No me gustan las pelis de periodistas, pero puedo hacer una excepción si la protagonista es Gillian Anderson. Yo, de Anderson, me vería hasta su vídeo de bodas. Por eso corrí a ver La gran exclusiva, la ficción de Netflix que cuenta la entrevista que Emily Maitlis le hizo en 2019 en la BBC al príncipe Andrés (o Andrew) sobre sus jaranas con el pederasta Jeffrey Epstein. La película se deja ver, aunque seguramente yo no le habría prestado atención si mi Gillian (que interpreta a Maitlis) no se pasease por ella con un galgo y media sonrisa y no encorvase la espalda en esas sillas incómodas de Buckingham donde interrogó al hijo favorito de la reina.

De la escandalera en sí no merece la pena decir nada. De la épica de la entrevista, tampoco: las hemos visto mucho mejores y con más tensión. Lo que me interesó de la narración es que cuestiona un prejuicio maniqueo sobre el periodismo e invita a pensar con un poquito de complejidad, algo muy raro en este género tan saturado de reporteros heroicos y justicieros. La gran exclusiva no rompe del todo el cliché, pero explora alguna región brumosa e interesante cuando dibuja el antagonismo entre Maitlis y su productora, Sam McAlister, conseguidora de la entrevista. La primera pertenece a la aristocracia de la seriedad y el rigor; la segunda es una choni curtida en el amarillismo y los tabloides. Maitlis tiene pedigrí, como su galgo, y a McAlister la adoptaron en una perrera.
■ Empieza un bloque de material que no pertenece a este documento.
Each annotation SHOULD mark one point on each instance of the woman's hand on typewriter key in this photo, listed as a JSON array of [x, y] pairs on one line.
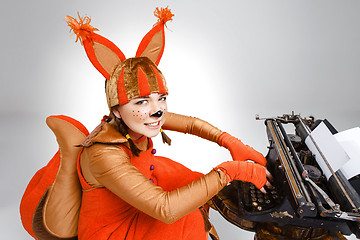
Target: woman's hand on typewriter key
[[267, 184], [246, 172], [240, 151]]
Esta tensión da forma a Newsnight, el programa de actualidad que presentaba Maitlis. En una escena en la que negocian la invitación del príncipe, se describe el espacio como una zona gris: muy exitoso y con cierto sesgo populista, pero sin salirse de los estándares de rigor de la BBC. Nada extraño: casi toda la cultura de masas se mueve entre el discurso y la verbena. Hay muy pocos productos puros. Toda tragedia contiene trazas de comedia, y viceversa. En el periodismo se pueden usar la elegancia y la seriedad para atizar los golpes más bajos, y también se puede recurrir a los métodos de los paparazzi para conseguir historias de interés público. Por eso la moral es práctica, porque nada está bien o mal a priori: hay que juzgar los actos y las decisiones sobre la marcha. Y esto es algo que rara vez se ve en las pelis sobre periodistas.